@informateur.ci- En Côte d’Ivoire, comme à chaque année électorale depuis le début de la crise politico-armée qui a déchiré et endeuillé le pays pendant des décennies, le climat se tend et les positions se figent. Laissant à nouveau planer d’épais nuages sur le scrutin présidentiel prévu pour le 25 octobre 205. Comme toujours, tout se passe sous le regard des hommes de Dieu.
Mais que peuvent-ils bien faire pour arrêter le cycle des crises électorales sanglantes? S’impliquer davantage à œuvrer pour la paix? Et de quelle manière? D’où cette autre question qu’on se garde souvent de poser. Les hommes de Dieu doivent-ils faire de la politique ? La réponse qui nous est immédiatement et systématiquement donnée nous empêche d’aller plus loin. C’est non !

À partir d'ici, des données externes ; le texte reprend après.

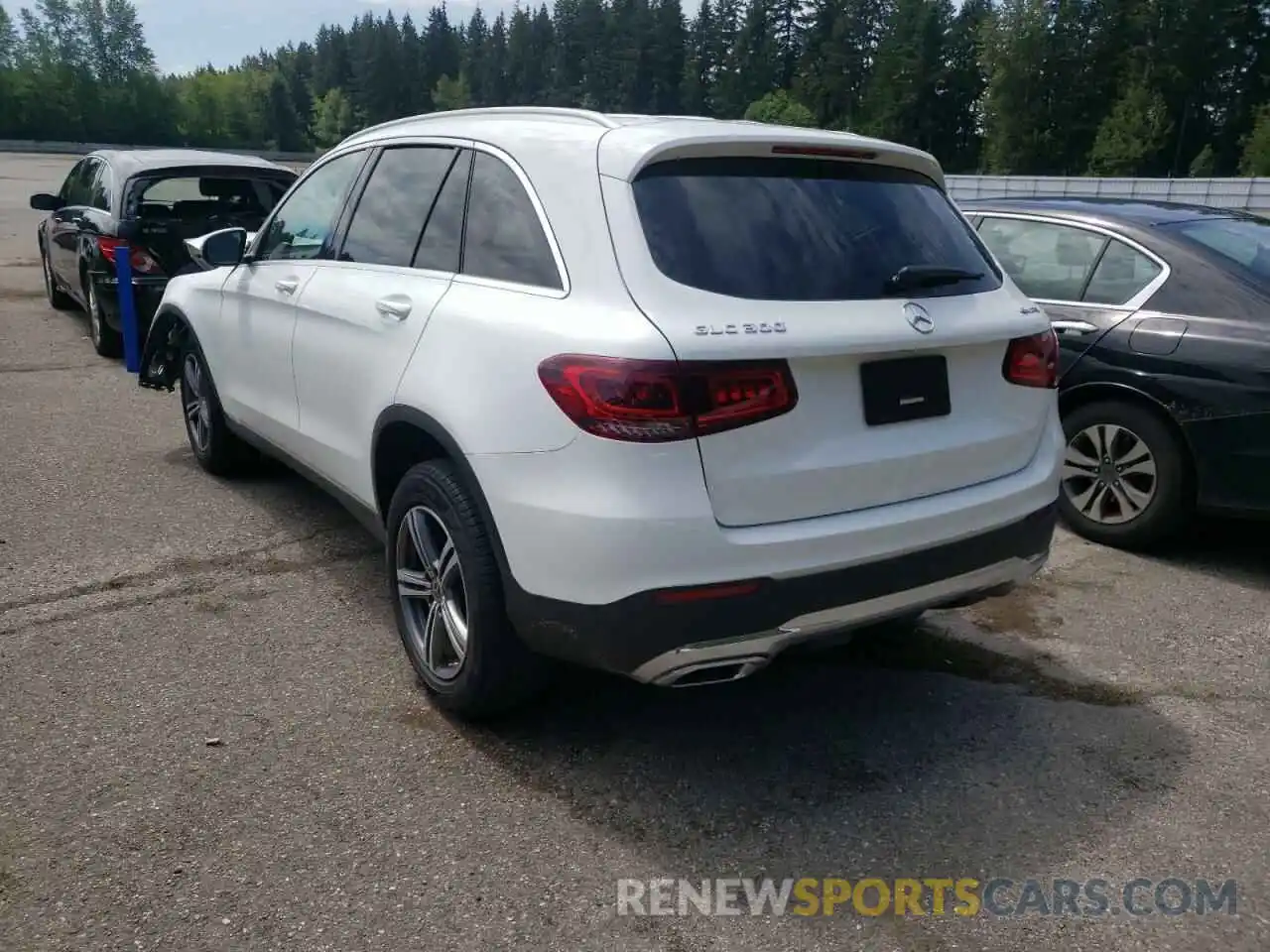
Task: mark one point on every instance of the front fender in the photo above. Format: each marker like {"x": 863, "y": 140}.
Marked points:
{"x": 160, "y": 359}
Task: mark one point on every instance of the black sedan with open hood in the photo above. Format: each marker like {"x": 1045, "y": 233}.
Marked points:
{"x": 149, "y": 200}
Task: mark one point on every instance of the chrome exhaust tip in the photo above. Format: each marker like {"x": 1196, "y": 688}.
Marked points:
{"x": 721, "y": 671}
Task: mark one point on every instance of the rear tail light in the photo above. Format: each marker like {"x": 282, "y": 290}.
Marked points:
{"x": 658, "y": 402}
{"x": 1033, "y": 361}
{"x": 141, "y": 261}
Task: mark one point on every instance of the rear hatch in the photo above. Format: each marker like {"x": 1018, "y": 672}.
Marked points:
{"x": 166, "y": 207}
{"x": 901, "y": 391}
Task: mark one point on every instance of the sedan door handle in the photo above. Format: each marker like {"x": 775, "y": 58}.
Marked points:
{"x": 398, "y": 307}
{"x": 1066, "y": 326}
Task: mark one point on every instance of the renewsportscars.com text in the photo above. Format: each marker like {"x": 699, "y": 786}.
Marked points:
{"x": 928, "y": 896}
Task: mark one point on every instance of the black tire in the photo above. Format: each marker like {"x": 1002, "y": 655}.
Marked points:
{"x": 216, "y": 448}
{"x": 497, "y": 673}
{"x": 58, "y": 298}
{"x": 1169, "y": 504}
{"x": 105, "y": 339}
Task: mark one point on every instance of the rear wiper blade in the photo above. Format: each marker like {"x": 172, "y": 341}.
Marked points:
{"x": 913, "y": 277}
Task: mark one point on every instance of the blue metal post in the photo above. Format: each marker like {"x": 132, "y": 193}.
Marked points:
{"x": 128, "y": 309}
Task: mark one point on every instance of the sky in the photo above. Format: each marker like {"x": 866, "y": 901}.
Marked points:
{"x": 190, "y": 33}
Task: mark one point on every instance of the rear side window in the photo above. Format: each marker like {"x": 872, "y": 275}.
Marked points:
{"x": 504, "y": 238}
{"x": 1121, "y": 273}
{"x": 802, "y": 229}
{"x": 395, "y": 203}
{"x": 99, "y": 190}
{"x": 243, "y": 199}
{"x": 77, "y": 188}
{"x": 1047, "y": 262}
{"x": 443, "y": 241}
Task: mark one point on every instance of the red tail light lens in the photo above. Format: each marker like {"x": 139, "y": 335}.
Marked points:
{"x": 141, "y": 261}
{"x": 1033, "y": 362}
{"x": 658, "y": 402}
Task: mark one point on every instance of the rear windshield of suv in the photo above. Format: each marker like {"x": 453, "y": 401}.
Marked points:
{"x": 802, "y": 229}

Les hommes de Dieu, dignitaires, chefs et guides religieux, représentants et responsables d’associations de culte, chefs de communautés religieuses, ne sauraient faire de la politique comme cela est communément compris, c’est-à-dire militer dans des organisations politiques ou donner leurs opinions politiques dans les lieux de culte face à leurs fidèles, encore moins les diffuser à l’attention du public. Ce qui nous amène à reformuler notre question. Les hommes de Dieux doivent-ils s’intéresser à la situation politique dans leur pays ? Là, une fenêtre s’ouvre peut-être pour tenter une réponse affirmative…En commençant par l’origine et la définition du mot ‘’politique ‘’.

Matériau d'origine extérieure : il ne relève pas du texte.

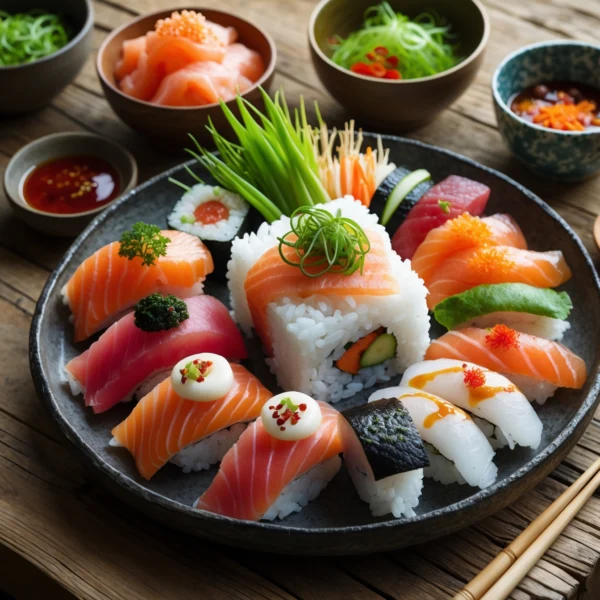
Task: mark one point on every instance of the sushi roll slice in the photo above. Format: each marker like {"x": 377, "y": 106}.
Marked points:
{"x": 280, "y": 463}
{"x": 535, "y": 311}
{"x": 385, "y": 456}
{"x": 216, "y": 216}
{"x": 458, "y": 450}
{"x": 330, "y": 336}
{"x": 193, "y": 417}
{"x": 535, "y": 365}
{"x": 483, "y": 393}
{"x": 126, "y": 357}
{"x": 107, "y": 284}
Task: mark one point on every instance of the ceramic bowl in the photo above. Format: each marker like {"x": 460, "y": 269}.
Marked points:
{"x": 405, "y": 104}
{"x": 560, "y": 155}
{"x": 29, "y": 87}
{"x": 169, "y": 126}
{"x": 55, "y": 146}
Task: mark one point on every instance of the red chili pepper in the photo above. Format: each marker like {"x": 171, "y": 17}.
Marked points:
{"x": 377, "y": 70}
{"x": 393, "y": 74}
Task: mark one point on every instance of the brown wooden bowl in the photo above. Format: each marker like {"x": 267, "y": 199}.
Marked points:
{"x": 406, "y": 104}
{"x": 168, "y": 126}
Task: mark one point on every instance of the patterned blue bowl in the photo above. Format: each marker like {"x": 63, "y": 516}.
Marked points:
{"x": 560, "y": 155}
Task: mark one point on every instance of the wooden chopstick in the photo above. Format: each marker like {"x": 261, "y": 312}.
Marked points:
{"x": 507, "y": 569}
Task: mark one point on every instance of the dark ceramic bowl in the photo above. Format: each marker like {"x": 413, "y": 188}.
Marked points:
{"x": 560, "y": 155}
{"x": 397, "y": 105}
{"x": 169, "y": 126}
{"x": 337, "y": 522}
{"x": 29, "y": 87}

Sans nous étaler, notons que l’étymologie du mot ‘’ politique ‘‘ remonte au terme grec ‘’ polis ‘’ qui signifie ‘’ cité-état ‘’ et ramène à la ‘’ gestion des affaires de la cité ‘’, en ce qui concerne la gouvernance et l’organisation sociale. Nous nous arrêterons là, bien qu’au fil des siècles, l’usage du mot se soit étendu aux actions et à l’idéologie associées à la conquête et à l’exercice du pouvoir, à la conduite du gouvernement, aux mouvements sociaux et aux opinions.
Comprise ainsi, la politique et ses conséquences sur la cité et sa population ne peuvent pas échapper au regard des hommes de Dieu qui sont eux-mêmes des membres éminents de la communauté concernée. Mieux, ils en sont des leaders dont l’opinion sur les affaires qui touchent à la communauté compte. De ce point de vu, s’il ne doit pas appartenir à une organisation et y militer encore moins professer une idéologie politique ou émettre et faire diffuser une opinion à caractère politique, l’homme de Dieu ne peut pas pour autant ignorer les questions qui touchent à la gestion de la cité à laquelle il appartient. Son devoir, dans un pays qui a connu des affrontements armés, est divin. Il doit avant tout œuvrer à enseigner l’amour, la tolérance, le pardon et la réconciliation des cœurs, sans lesquels la paix n’est pas possible. Tout en se gardant des prises de positions, voilées ou directes, pour tel ou tel camp politique, il doit plutôt enseigner les vertus du dialogue. Mais surtout, conformément à sa mission, il doit appeler les hommes politiques à agir dans la crainte de Dieu, en mettant en œuvre sa parole ses commandements. Quitte à les interpeller…dans le plus grand respect, si besoin est.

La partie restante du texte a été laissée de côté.